The ears are pretty easy. Just pull them out a few hairs at a time. Support the ear with one hand and pull with the other. The better you support the skin where you are pulling the less likely the dog will care. Mine have been done several times now and they really don't mind much. The last time I stayed so she could show me how to do it. Molly really didn't seem to care at all and Brady only seemed uncomfortable while working on his front legs. Not sure why that would have bothered him. If you just want to strip them some and not worred about the pattern, just work with him some. If you run your fingers thru his fur and pull up like a hair stylist does when you get your hair cut, you will see there are different length hairs. Just pull the longest ones. Thin out his back alot, from the base of his neck to his tail. Thin it out from the top line (center) down about half way down the sides. Use sissors around his butt to clean it up. You can also sissor from his knees down to his paws nice and short. Also trim up all the hair that grows between his pads. Just pluck out his top not some, pulling the longest hairs. You can sissor his snout to clean it up and strip his ears. The long hairs should come out fairly easily, it's the ones inside the ear that bother them when you pull them. It has to be done, so just go ahead and do it. He'll be just fine. 
The lady who just groomed mine did some by hand and some with a striping knife. The knife adds some speed, but you can't go wrong just working with him some every day untill you are happy with the results. I have some info about grooming Aussies and the pattern. If I can get it scaned into the computer I can send it to you. While you are looking for someone, make sure they know how to do aussies. I have had 2 different groomers say they knew what they were doing and the dogs came back looking completely wrong. One even cut all the hair off the top of their head so they had no top not. It still has not grown back right. Also don't let anyone tell you it is ok to clipper the dog. It will ruin his coat. These dogs were breed to be striped. It promotes a healthy coat and skin. If they are cliped, they get all frizzy and loose the natural properties the coat is supposed to have.


----------



## digits mama (Jun 13, 2007)

It is quite easy..At first the thought of pulling puddles hair scared the bejeezus out of me. But now..she loves it and uses our stripping time to snooze she turns into a wet noodle during that.I havent quite master the ears yet...She gets grinchy during that..were working on it. As for the clipping versus the stripping is so true..I belong to a Cairn forum and we all sent chrismas cardsto one another. I have over 54 cards with pictures of dogs on my wall and you can definalty tell which ones were stipped or clipped.


----------



## drfong (May 24, 2006)

Here is a link to a site I found that has good info on ausy grooming.

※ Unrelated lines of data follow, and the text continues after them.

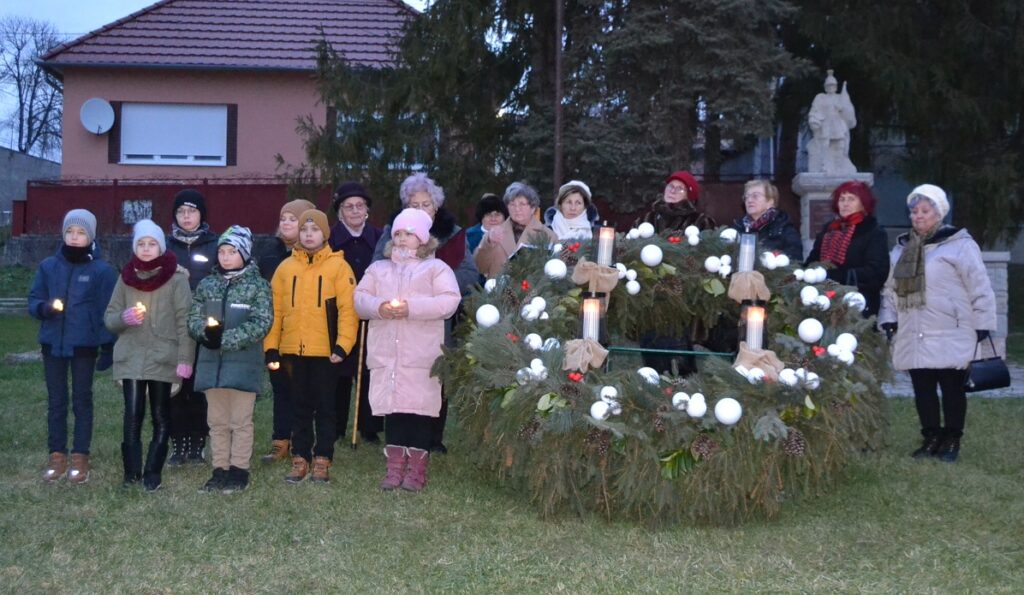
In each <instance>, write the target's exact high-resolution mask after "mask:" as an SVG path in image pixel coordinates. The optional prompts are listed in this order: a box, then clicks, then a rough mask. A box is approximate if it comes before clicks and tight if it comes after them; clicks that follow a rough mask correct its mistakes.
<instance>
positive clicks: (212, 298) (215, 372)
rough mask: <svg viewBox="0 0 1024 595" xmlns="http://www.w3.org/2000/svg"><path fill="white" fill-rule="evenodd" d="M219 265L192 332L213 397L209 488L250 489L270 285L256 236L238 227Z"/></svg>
mask: <svg viewBox="0 0 1024 595" xmlns="http://www.w3.org/2000/svg"><path fill="white" fill-rule="evenodd" d="M217 244H218V246H217V262H218V266H216V267H214V269H213V272H212V273H211V274H209V275H208V277H207V278H206V279H204V280H203V282H202V283H200V284H199V287H198V288H197V289H196V294H195V295H194V296H193V303H191V309H190V310H189V311H188V333H189V334H190V335H191V336H193V338H194V339H196V340H197V341H199V344H200V349H199V365H198V367H197V369H196V389H197V390H202V391H205V393H206V398H207V403H208V407H207V412H208V413H207V421H208V423H209V425H210V450H211V451H212V461H213V476H212V477H211V478H210V480H209V481H207V482H206V485H204V486H203V490H204V491H206V492H214V491H218V490H219V491H223V492H234V491H241V490H245V488H246V486H248V485H249V463H250V459H252V453H253V407H254V406H255V403H256V393H257V392H259V390H260V384H261V383H262V373H261V370H262V368H263V337H264V336H266V333H267V331H269V330H270V324H271V323H272V322H273V304H272V302H271V298H270V285H269V284H268V283H267V282H266V281H264V280H263V278H261V277H260V274H259V269H258V268H257V266H256V263H255V262H253V261H252V258H251V254H252V248H253V237H252V231H250V230H249V228H248V227H242V226H240V225H231V226H230V227H228V228H227V230H226V231H224V233H223V235H221V237H220V240H219V241H218V242H217Z"/></svg>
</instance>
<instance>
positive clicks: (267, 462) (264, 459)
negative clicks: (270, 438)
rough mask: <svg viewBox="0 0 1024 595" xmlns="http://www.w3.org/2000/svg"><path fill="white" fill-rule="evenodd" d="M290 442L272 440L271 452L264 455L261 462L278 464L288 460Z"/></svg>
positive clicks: (281, 440)
mask: <svg viewBox="0 0 1024 595" xmlns="http://www.w3.org/2000/svg"><path fill="white" fill-rule="evenodd" d="M291 445H292V444H291V441H290V440H271V441H270V452H269V453H267V454H266V455H263V457H262V458H260V461H261V462H263V463H276V462H278V461H287V460H288V450H289V448H291Z"/></svg>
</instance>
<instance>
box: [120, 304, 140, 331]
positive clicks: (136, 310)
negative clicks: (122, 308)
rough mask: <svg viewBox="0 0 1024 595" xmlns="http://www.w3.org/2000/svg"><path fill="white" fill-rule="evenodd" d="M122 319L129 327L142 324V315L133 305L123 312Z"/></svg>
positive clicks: (135, 326) (121, 316)
mask: <svg viewBox="0 0 1024 595" xmlns="http://www.w3.org/2000/svg"><path fill="white" fill-rule="evenodd" d="M121 320H122V321H124V323H125V324H126V325H128V326H129V327H137V326H139V325H141V324H142V316H141V315H140V314H139V313H138V310H136V309H135V308H133V307H132V308H128V309H126V310H125V311H123V312H121Z"/></svg>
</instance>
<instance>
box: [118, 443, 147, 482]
mask: <svg viewBox="0 0 1024 595" xmlns="http://www.w3.org/2000/svg"><path fill="white" fill-rule="evenodd" d="M121 462H122V463H123V464H124V468H125V480H124V486H125V487H129V486H131V485H134V484H135V483H138V482H139V481H140V480H141V479H142V444H130V443H128V442H121Z"/></svg>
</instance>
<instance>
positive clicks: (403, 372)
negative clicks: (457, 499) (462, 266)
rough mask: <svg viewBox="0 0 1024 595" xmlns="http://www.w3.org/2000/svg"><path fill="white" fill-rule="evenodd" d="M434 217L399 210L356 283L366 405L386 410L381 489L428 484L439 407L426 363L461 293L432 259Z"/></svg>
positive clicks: (413, 487)
mask: <svg viewBox="0 0 1024 595" xmlns="http://www.w3.org/2000/svg"><path fill="white" fill-rule="evenodd" d="M431 223H432V221H431V219H430V216H429V215H428V214H426V213H424V212H423V211H421V210H419V209H406V210H403V211H402V212H401V213H399V214H398V216H397V217H396V218H395V220H394V222H393V223H392V224H391V238H392V240H391V242H389V243H388V245H387V247H386V248H385V249H384V255H385V257H386V259H385V260H378V261H376V262H374V263H373V264H371V265H370V267H369V268H368V269H367V272H366V274H365V275H364V277H362V280H361V281H360V282H359V285H358V287H356V288H355V310H356V311H357V312H358V314H359V316H360V317H362V318H368V320H370V328H369V336H368V338H367V367H368V368H369V369H370V407H371V408H372V409H373V413H374V415H375V416H384V434H385V438H386V441H387V445H386V447H385V448H384V456H385V457H386V459H387V463H386V468H387V473H386V475H385V476H384V480H383V481H381V490H394V488H396V487H398V486H399V485H400V486H401V487H402V490H408V491H411V492H419V491H420V490H422V488H423V486H424V485H425V484H426V481H427V464H428V462H429V452H428V450H429V448H430V437H431V423H430V420H431V418H436V417H437V416H438V414H439V413H440V409H441V385H440V382H439V381H438V380H437V378H434V377H431V376H430V368H431V367H432V366H433V364H434V360H435V359H437V357H438V356H439V355H440V354H441V345H442V344H443V343H444V320H445V318H449V317H451V316H452V315H453V314H454V313H455V311H456V309H457V308H458V307H459V301H460V300H461V295H460V293H459V284H458V282H457V281H456V277H455V273H454V272H453V271H452V269H451V268H450V267H449V265H446V264H444V262H442V261H440V260H438V259H437V258H434V254H433V252H434V249H435V248H436V247H437V241H436V240H434V239H433V238H431V237H430V225H431Z"/></svg>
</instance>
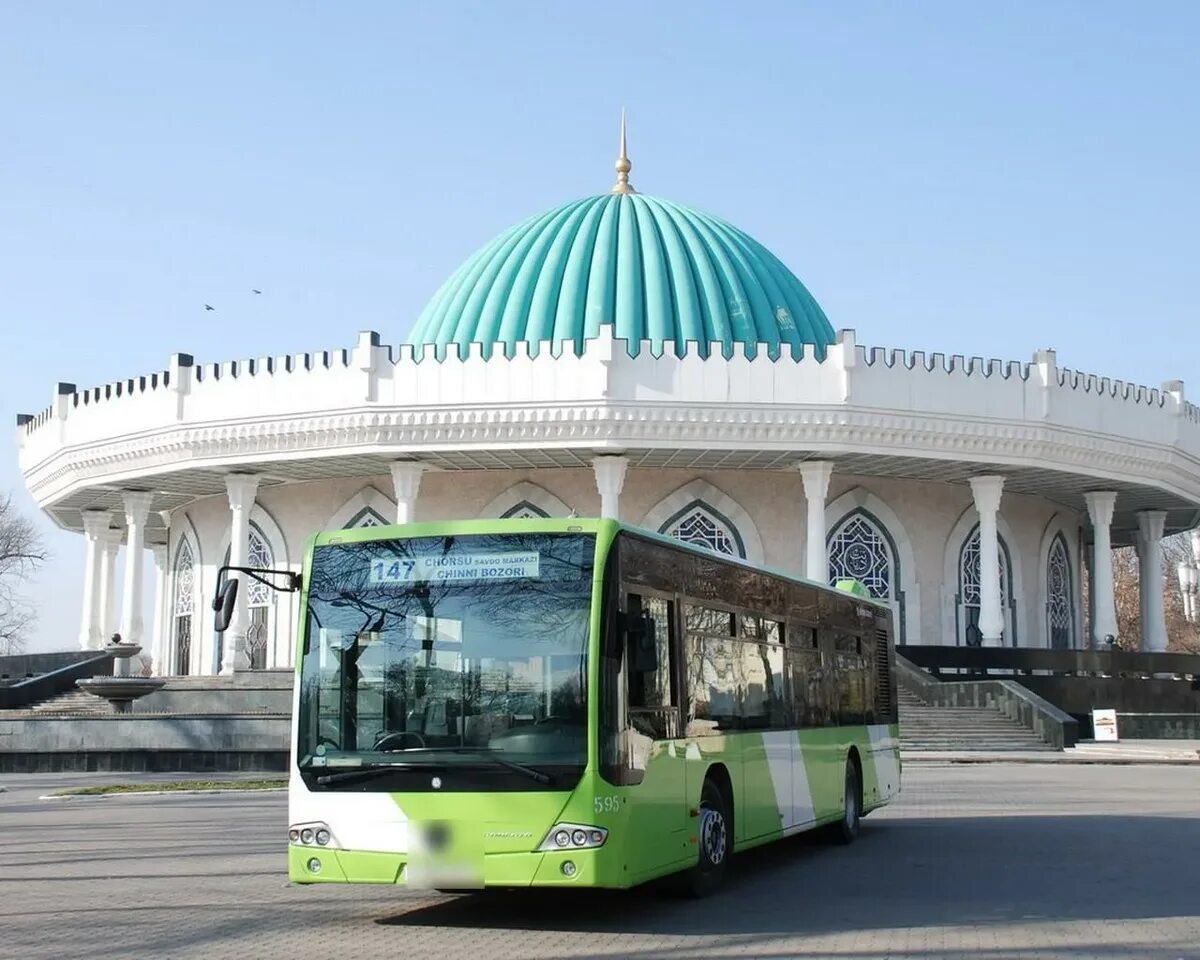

http://www.angelfire.com/fl/atjournal/grooming.html

I hope it helps.


----------



## ozzy (Sep 29, 2007)

THANK you so much for the tips. I do have some grooming info the breeder sent me and I have managed to pull some hair out of him. I also bought a stipping knife which works great. For me the big problem is getting him to stay still and doing the face. I will try the ears again but it didn't seem like that hair wanted to come out. I cannot get him to stay still either. Think terrier trying to attack stripping knife as it comes near him! So I have some work to do on getting him use to it.


----------



## drfong (May 24, 2006)

I don't think I would use the striping knife on his ears or face, just on his body where there is alot of hair to strip. If you have a counter or table to put him on, it may help. It will keep him from being able to get away. Alsy a grooming arm and lead to keep his head up and help control him would help if he is not esy to keep still. One the ears, just hold them securely with one hand and pull with the other. Also like a band-aid, do it quick and firm. Just a few at a time. Try it on your own hair. If you firmly pull just 1 or 2 hairs out you don't really feel it. Try to pull a bunch at once and PAIN. Good luck, put up some pics of ozzys neatly groomed ears soon.


----------